A Procuradoria-Geral do Estado do México obteve 15 condenações contra 20 ex-servidores públicos detidos na Operação Enjambre, totalizando 1.146 anos de prisão por crimes que incluem homicídio, sequestro e extorsão. Alguns dos condenados colaboraram com cartéis como La Familia Michoacana e o Cartel de Jalisco Nueva Generación. As sentenças abrangem municípios como Nicolás Romero, Amanalco e Tlatlaya.

A Operação Enjambre, lançada em 22 de novembro de 2024 pelo governo do México e pela procuradoria estadual, originou-se da descoberta dos restos mortais de 10 pessoas em poços de água em Nicolás Romero em abril de 2024. Isso levou à prisão inicial de 11 policiais locais, identificados como prováveis autores, juntamente com outros comandantes e funcionários de vários municípios do Estado do México.

Entre os condenados está María Elena Martínez Robles, ex-presidente municipal de Amanalco de Becerra, que recebeu 70 anos de prisão em 16 de dezembro de 2025 por homicídio. Adrián Mauricio Sánchez Mitre, ex-comissário de segurança pública de Nicolás Romero, acumula 190 anos: 40 por homicídio em janeiro de 2026 e 150 por sequestro relâmpago em 22 de abril de 2026. Outros, como Luis Ángel Nicolás Santos de Tlatlaya e Ellery Guadalupe Figueroa Macedo de Tonatico, receberam 50 anos cada por sequestros.
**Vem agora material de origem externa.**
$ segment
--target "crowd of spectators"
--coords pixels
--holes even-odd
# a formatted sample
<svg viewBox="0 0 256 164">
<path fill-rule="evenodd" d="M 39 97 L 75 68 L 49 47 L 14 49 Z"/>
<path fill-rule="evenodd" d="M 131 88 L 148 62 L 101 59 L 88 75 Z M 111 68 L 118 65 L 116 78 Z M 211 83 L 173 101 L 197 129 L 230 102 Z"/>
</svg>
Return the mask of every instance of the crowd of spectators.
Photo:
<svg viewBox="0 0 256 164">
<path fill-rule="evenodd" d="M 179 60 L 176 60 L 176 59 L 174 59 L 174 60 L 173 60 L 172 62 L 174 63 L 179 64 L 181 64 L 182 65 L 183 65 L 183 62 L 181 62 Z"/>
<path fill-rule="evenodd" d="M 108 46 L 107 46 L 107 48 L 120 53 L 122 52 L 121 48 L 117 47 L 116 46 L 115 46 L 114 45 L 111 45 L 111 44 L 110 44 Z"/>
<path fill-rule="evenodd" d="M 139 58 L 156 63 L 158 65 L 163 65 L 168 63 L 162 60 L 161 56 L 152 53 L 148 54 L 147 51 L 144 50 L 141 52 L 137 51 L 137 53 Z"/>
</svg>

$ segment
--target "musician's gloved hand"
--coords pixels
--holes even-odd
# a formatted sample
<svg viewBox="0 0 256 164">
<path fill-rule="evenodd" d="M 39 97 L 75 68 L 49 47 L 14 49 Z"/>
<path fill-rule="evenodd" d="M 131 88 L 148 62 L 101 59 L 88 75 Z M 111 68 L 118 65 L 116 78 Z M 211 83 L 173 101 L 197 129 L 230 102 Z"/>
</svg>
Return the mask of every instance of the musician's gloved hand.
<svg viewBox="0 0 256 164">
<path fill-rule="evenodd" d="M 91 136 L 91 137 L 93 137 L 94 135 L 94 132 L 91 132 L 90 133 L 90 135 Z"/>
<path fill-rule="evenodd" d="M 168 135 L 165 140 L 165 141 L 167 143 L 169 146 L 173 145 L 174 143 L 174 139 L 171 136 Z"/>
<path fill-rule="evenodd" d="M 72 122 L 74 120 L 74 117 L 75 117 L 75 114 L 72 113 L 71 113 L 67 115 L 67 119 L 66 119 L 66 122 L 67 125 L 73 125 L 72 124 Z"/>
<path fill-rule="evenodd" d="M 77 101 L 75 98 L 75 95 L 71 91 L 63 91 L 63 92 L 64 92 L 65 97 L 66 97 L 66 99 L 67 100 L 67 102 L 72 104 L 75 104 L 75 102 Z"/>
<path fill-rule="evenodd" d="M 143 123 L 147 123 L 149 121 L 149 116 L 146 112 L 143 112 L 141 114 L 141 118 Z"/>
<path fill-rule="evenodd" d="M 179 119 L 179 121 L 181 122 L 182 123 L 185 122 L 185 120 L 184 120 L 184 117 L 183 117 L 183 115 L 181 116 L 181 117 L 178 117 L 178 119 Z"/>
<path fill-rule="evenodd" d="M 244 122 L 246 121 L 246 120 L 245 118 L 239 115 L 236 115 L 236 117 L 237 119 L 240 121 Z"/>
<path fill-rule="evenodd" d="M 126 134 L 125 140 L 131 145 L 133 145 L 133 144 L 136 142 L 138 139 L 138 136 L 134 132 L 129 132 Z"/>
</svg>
Sete policiais de Nicolás Romero, incluindo Jesús Fernando Vega Mondragón e outros, foram condenados a 46 anos e seis meses cada por homicídio qualificado em 14 de abril de 2026. Rafael Goribar Martínez e Vianey Analleli Palafox Acuña, de Ecatepec, também receberam 47 anos por homicídio.

A procuradoria informou sobre crimes que incluem desaparecimento forçado, como no caso de Eulises González Hernández, de Acambay, com sentenças de 68 anos e seis meses e 47 anos e seis meses. Estes casos representam um golpe contra a infiltração do crime organizado nas polícias municipais e no quadro de funcionários públicos.